"Secardeo certRevoke helps to keep your certificate inventory up-to-date, increase security and minimize PKI costs."

Keep your PKI consistent & secure!

• Make credentials of non-existing AD objects unusable.
• Eliminate threats from unauthorized use of orphaned certificates.
• A valid certificate will assure the existence of its subject.
  

Control frequent object changes.

• Employee fluctuation
• User name changes (after marriage)
• Equipment replacement
• Address changes
• Object deactivation

Digital certificates can be revoked before the end of their lifetime. Then the contained public key will no longer be accepted for encryption or authentication. For this, the certificate is put on a certificate revocation list that is signed by the CA or the returned status of an online responder (OCSP) will be “revoked”. However, common phenomenons like employee fluctuation or equipment replacement lead to situations where hundreds or thousands of valid certificates still exist but the contained subject or object has disappeared. Another typical scenario is that attributes of an AD object change.

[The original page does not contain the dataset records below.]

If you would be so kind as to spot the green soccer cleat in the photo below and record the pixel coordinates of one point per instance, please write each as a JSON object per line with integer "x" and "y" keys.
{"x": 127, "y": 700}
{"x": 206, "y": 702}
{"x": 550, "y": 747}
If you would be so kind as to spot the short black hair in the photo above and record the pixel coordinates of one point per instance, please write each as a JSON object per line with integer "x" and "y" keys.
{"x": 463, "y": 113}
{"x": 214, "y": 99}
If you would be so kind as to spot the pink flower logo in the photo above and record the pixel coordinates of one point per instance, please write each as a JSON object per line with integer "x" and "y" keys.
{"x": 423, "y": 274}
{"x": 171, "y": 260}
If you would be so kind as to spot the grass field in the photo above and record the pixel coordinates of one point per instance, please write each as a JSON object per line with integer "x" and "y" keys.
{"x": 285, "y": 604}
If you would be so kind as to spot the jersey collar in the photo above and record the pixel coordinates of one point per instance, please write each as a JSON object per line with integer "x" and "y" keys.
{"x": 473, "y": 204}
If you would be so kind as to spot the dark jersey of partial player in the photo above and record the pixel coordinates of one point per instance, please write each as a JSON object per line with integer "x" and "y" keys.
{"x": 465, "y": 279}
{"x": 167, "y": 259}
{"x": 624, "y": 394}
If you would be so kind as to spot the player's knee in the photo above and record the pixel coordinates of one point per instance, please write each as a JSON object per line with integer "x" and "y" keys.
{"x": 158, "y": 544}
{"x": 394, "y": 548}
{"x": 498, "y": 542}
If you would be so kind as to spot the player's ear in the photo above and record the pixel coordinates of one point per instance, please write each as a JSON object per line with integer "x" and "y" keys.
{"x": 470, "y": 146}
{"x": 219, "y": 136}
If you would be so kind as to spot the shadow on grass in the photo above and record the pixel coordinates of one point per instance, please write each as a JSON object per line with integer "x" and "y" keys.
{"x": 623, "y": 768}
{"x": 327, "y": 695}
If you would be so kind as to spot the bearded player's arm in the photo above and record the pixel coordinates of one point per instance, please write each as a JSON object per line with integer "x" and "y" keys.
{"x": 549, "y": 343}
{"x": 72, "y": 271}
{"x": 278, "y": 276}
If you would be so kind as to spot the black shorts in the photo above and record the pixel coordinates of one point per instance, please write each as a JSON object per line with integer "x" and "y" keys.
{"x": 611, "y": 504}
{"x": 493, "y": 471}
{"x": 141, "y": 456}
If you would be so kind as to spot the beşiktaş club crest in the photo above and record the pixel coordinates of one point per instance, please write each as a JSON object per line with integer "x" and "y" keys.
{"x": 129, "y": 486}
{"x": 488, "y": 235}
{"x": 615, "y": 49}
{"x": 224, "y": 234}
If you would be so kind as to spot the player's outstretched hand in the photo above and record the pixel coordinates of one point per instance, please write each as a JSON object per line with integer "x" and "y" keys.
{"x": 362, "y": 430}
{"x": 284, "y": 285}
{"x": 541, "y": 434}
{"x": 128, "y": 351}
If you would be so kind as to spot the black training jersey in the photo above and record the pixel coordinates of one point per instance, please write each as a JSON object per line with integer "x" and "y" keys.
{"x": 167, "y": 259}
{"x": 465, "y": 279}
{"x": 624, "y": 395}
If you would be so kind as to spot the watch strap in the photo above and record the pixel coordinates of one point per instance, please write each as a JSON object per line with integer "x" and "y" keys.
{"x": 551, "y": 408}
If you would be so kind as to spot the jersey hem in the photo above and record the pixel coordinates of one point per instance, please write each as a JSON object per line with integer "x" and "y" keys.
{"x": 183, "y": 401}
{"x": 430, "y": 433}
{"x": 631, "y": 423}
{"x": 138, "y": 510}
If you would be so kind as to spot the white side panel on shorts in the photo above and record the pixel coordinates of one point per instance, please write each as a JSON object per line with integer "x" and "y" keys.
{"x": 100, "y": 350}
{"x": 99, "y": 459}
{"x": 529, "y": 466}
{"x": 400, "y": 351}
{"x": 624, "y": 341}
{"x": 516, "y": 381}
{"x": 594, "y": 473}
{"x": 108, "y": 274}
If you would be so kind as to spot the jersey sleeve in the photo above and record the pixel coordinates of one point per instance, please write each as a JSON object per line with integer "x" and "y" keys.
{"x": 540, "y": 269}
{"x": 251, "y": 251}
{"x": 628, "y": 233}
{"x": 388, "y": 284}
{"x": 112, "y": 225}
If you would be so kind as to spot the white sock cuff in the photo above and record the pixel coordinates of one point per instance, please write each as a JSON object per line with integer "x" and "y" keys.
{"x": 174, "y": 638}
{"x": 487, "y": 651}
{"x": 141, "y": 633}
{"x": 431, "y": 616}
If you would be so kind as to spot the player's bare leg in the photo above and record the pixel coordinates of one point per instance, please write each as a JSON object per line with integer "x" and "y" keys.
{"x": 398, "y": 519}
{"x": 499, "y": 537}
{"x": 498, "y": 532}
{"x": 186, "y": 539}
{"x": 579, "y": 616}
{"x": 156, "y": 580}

For example the surname and e-mail address of a user after marriage or computer or server network addresses and names.

Secardeo certRevoke is a Windows service that integrates with Active Directory and monitors the desired AD tree and object types or the members of an AD group for deletions or attribute changes. certRevoke will automatically send a revocation request to the CA that issued a certificate for the detected AD object.

If an Active Directory object is modified or deleted certRevoke sends a revocation request for all its associated certificates to the CA. The object attributes and organizational units which should be monitored can be configured. By this, automatic re-enrollment of certificates will be triggered through group policy, for example in case of name or address changes. certRevoke supports auto-revocation for multiple Windows CAs or certEP instances.